We were cruising over Magdalen Bridge at a sedate 20mph. The driver behind us had spent the past few minutes tail-gating along St Clement’s, and was clearly itching to overtake. The road widened into two lanes as we passed Magdalen College. I took the right lane for Longwall Street, and he sped past us in the left lane for High Street. Suddenly, he pulled into our lane, right in front of us. Cue harsh braking.
It is amazing what dangerous nutcases some drivers and cyclists can be, yet if you open the paper, all you read is rants against the cyclists. “Most Oxford cyclists are habitual lawbreakers” alleges one.
But do you actually know anyone who never speeds, to name a law most drivers and motorcyclists break now and again? Would you rather a bike or a car jumped a red light in front of you?
Having said that, I do sympathise. I am dismayed when I see cyclists breaking the law and riding dangerously. In fact, I have tried to persuade both Thames Valley Police and the county council to adopt a “Bike Polite” programme for Oxford.
“Bike Polite” would educate cyclists with messages about not jumping red lights, not riding on pavements and so on, backed up by a media campaign and web resources.
Under a “Bike Polite” scheme, officers would police cyclist misbehaviour blackspots and give miscreant cyclists a “Bike Polite” lecture or a leaflet, and a fine if necessary.
I spoke to the senior officer in charge of road safety policing across the entire Thames Valley.
He made it clear that his priority was to reduce the numbers of people killed and seriously injured (KSI) on the region’s roads.

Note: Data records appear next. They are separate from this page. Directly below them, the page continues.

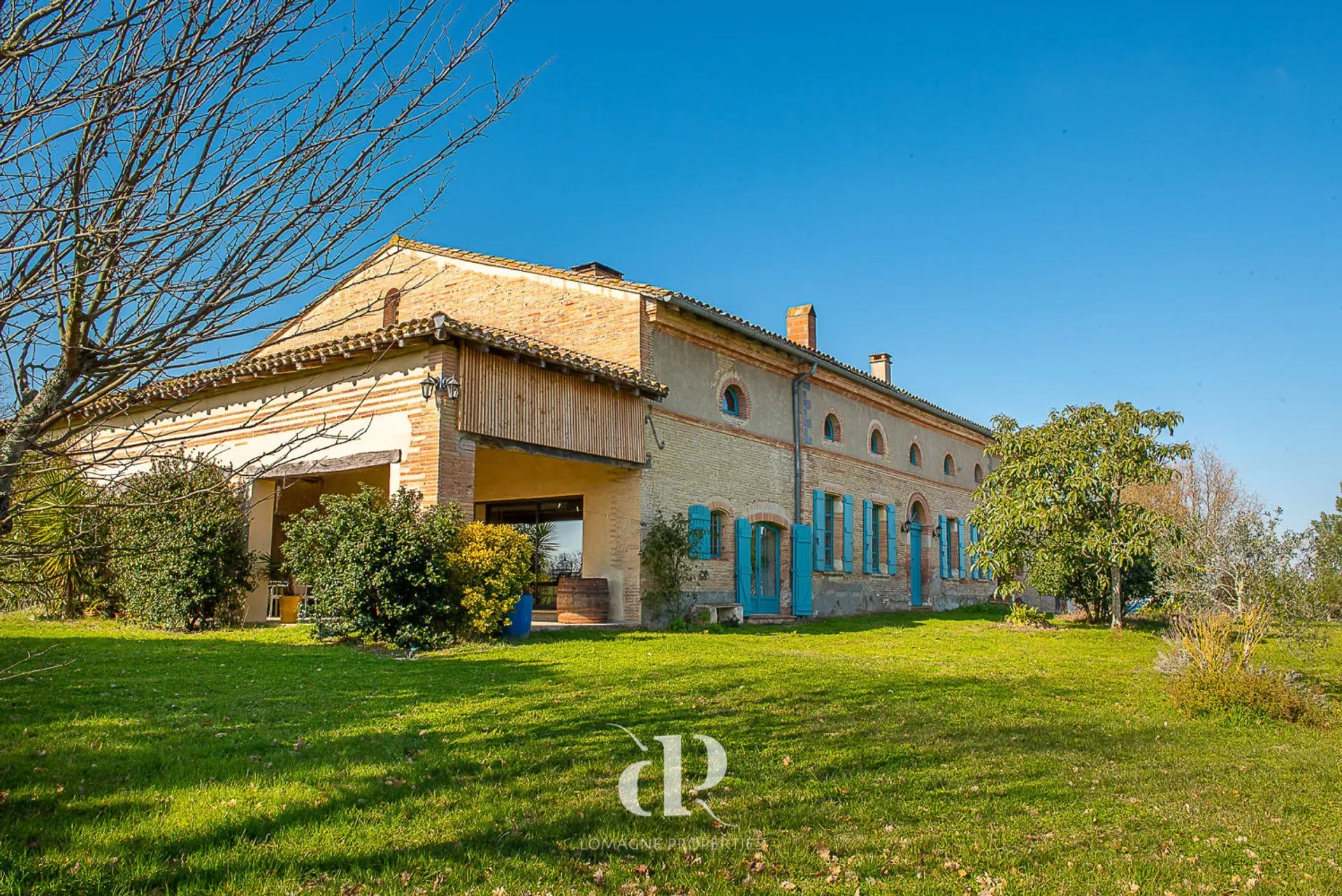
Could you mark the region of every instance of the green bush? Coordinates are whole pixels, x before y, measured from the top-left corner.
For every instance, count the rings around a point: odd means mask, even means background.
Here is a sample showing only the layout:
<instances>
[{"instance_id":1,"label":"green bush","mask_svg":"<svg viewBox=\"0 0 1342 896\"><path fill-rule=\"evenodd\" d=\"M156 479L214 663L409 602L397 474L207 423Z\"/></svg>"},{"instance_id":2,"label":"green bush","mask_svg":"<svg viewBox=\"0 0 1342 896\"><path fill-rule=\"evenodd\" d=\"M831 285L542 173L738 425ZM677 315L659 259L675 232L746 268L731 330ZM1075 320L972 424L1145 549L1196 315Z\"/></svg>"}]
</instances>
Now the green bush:
<instances>
[{"instance_id":1,"label":"green bush","mask_svg":"<svg viewBox=\"0 0 1342 896\"><path fill-rule=\"evenodd\" d=\"M317 598L314 637L366 637L399 647L451 644L456 621L448 553L456 507L420 507L364 486L322 495L285 526L285 565Z\"/></svg>"},{"instance_id":2,"label":"green bush","mask_svg":"<svg viewBox=\"0 0 1342 896\"><path fill-rule=\"evenodd\" d=\"M531 583L534 539L513 526L468 523L448 549L451 585L459 601L458 636L490 636Z\"/></svg>"},{"instance_id":3,"label":"green bush","mask_svg":"<svg viewBox=\"0 0 1342 896\"><path fill-rule=\"evenodd\" d=\"M252 555L247 499L229 469L156 460L122 484L111 512L110 566L132 621L187 630L242 621Z\"/></svg>"},{"instance_id":4,"label":"green bush","mask_svg":"<svg viewBox=\"0 0 1342 896\"><path fill-rule=\"evenodd\" d=\"M1321 691L1307 688L1294 673L1267 667L1189 667L1169 679L1169 693L1174 706L1189 715L1232 716L1247 710L1304 724L1323 724L1330 716Z\"/></svg>"},{"instance_id":5,"label":"green bush","mask_svg":"<svg viewBox=\"0 0 1342 896\"><path fill-rule=\"evenodd\" d=\"M658 511L643 535L643 608L650 621L683 617L694 598L688 589L709 577L690 557L690 520L684 514L664 516Z\"/></svg>"},{"instance_id":6,"label":"green bush","mask_svg":"<svg viewBox=\"0 0 1342 896\"><path fill-rule=\"evenodd\" d=\"M1052 625L1047 616L1029 604L1016 604L1012 606L1011 612L1007 613L1007 621L1012 625L1027 625L1036 629L1047 629Z\"/></svg>"},{"instance_id":7,"label":"green bush","mask_svg":"<svg viewBox=\"0 0 1342 896\"><path fill-rule=\"evenodd\" d=\"M289 520L285 563L317 598L315 637L432 649L497 634L531 582L533 539L513 526L462 523L455 506L323 495Z\"/></svg>"},{"instance_id":8,"label":"green bush","mask_svg":"<svg viewBox=\"0 0 1342 896\"><path fill-rule=\"evenodd\" d=\"M0 541L0 608L75 618L109 610L107 514L101 490L68 461L30 457Z\"/></svg>"}]
</instances>

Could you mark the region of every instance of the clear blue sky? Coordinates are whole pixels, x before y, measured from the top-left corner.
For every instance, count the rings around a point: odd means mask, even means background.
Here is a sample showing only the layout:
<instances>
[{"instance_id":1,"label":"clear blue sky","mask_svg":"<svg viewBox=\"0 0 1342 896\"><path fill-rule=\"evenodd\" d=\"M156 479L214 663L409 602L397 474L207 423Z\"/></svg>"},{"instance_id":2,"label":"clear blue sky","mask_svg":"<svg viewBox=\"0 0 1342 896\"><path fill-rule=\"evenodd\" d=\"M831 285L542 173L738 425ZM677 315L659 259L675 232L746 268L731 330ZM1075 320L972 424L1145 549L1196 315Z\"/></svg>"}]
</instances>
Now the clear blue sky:
<instances>
[{"instance_id":1,"label":"clear blue sky","mask_svg":"<svg viewBox=\"0 0 1342 896\"><path fill-rule=\"evenodd\" d=\"M549 60L421 239L597 259L988 421L1177 409L1342 480L1342 4L519 3Z\"/></svg>"}]
</instances>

Riding on pavements and jumping red lights, he accepted, are a bit of a nuisance, but given that more than 99 per cent of KSIs are caused by drivers not cyclists, he could not justify diverting any resources from policing drivers.
It is obvious why the police are reluctant with naughty cyclists. And even if they did, more than 10,000 motorists in the UK are still driving despite having 12 or more penalty points, by convincing courts they would suffer “exceptional hardship” if banned from driving.
Could you claim you’d suffer “exceptional hardship” without your bike? I know I could.